Tuesday, April 22, 2014

Happy Earth Day

Environmental Cartoon from 1938 issue of the Rotarian
Sometimes I get a kick out of what we think of as new. Take Earth Day as an example. The Earth Day Network marks April 22, 1970 as the beginning of the movement, stating "Earth Day 1970 capitalized on the emerging consciousness, channeling the energy of the anti-war protest movement and putting environmental concerns front and center." It all sounds good, I mean more and more of us don't actually remember the 70's so we're prone to take the word of 'official' sources to tell us what happened and to read that information as historic rather than the opinion (informed or otherwise) it really is. The problem happens when the facts get in the way. 

June 1948 saw the first piece of legislation to lay down federal regulation of water quality, the Federal Water Pollution Control Act, passed by Congress.  The years between 1948 and 1970 would see the government playing a larger role, imposing regulations to control automotive emissions, protect endangered species, and Environmental Impact Statements for Federal legislation. But even the landmark FWPCA wasn’t the beginning of awareness of the value and importance of nature. 

As early as 1864 California was setting aside park land in the Yosemite Valley. This action came, in part, as a response to Frederick Law Olmstead’s suppressed manifesto calling for greater protection of Yosemite and the growing realization that America’s wild spaces were an asset worth protecting.
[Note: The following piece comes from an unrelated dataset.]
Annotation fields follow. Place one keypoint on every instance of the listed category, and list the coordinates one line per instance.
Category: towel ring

In 1872 Ulysses S. Grant signed a bill creating Yellowstone as the country’s first national park and by 1890 Yosemite would join Yellowstone in lands set aside as protected natural spaces. 

Surely, none of these facts change the dire state of the planet we’re facing today. To survive, we must give up the convenient ignorance that makes the damage we do on a daily basis acceptable. By becoming more educated about the environment and how we can improve it and that not only applies to understanding how our habits and choices impact the planet, it also means understanding our whole history. It means avoiding seeing the generations which preceded ours as all bad or all good and merely seeing them as all human. 

Happy Earth Day to everyone. Go out and help the planet, do a good deed, and learn something that will change your life and the lives of all those who will come after you. It’s the least you can do.